First in September and then a few days ago, Abe restated his arrows programme to now concentrate on social security and other social issues. He acknowledges that Japan has an ageing population problem and that there is a need to increase the working age population. For those goals, Abe has said the government will give cash to the elderly poor and build child-care and elderly-care facilities to help people enter and stay in the workforce. Japan is a country where people work long hours but many women are left outside the jobs market. Bringing those women into work is thus a natural policy goal. But these new arrows can only massage the current conditions and help the economy grow just temporarily.

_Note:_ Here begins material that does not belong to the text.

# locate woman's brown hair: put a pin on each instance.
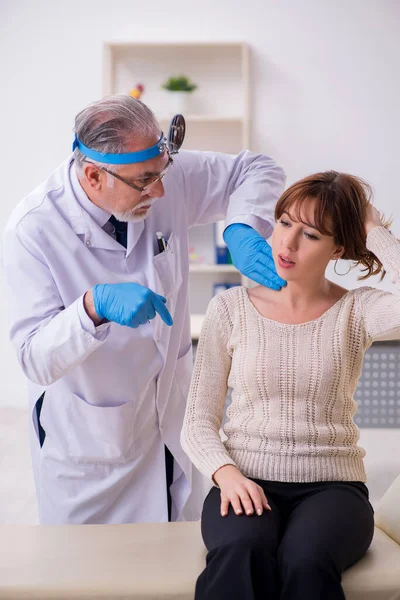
(341, 209)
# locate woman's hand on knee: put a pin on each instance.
(243, 493)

Shinzo Abe and many economists fail to understand the nature of the Japanese problem and therefore prescribe the wrong medicine that is based in large doses of monetary easing to drown the deflation symptom. In my view, deflation isn’t a problem, but a decreasing working age population is. At this point Japan should pursue just one goal: it must halt and reverse its ageing process. And that may be accomplished with just one arrow: promoting immigration. One wonders that with so many refugees looking for a new start, Japan could promote itself to the Syrians. By allowing them to enter the country, Abe would hit three targets with a single arrow: (1) he would solve its ageing problem; (2) he would save Europe from a terrifying immigration crisis; and (3) he would give a new hope for Syrians. In the end… he would be a hero!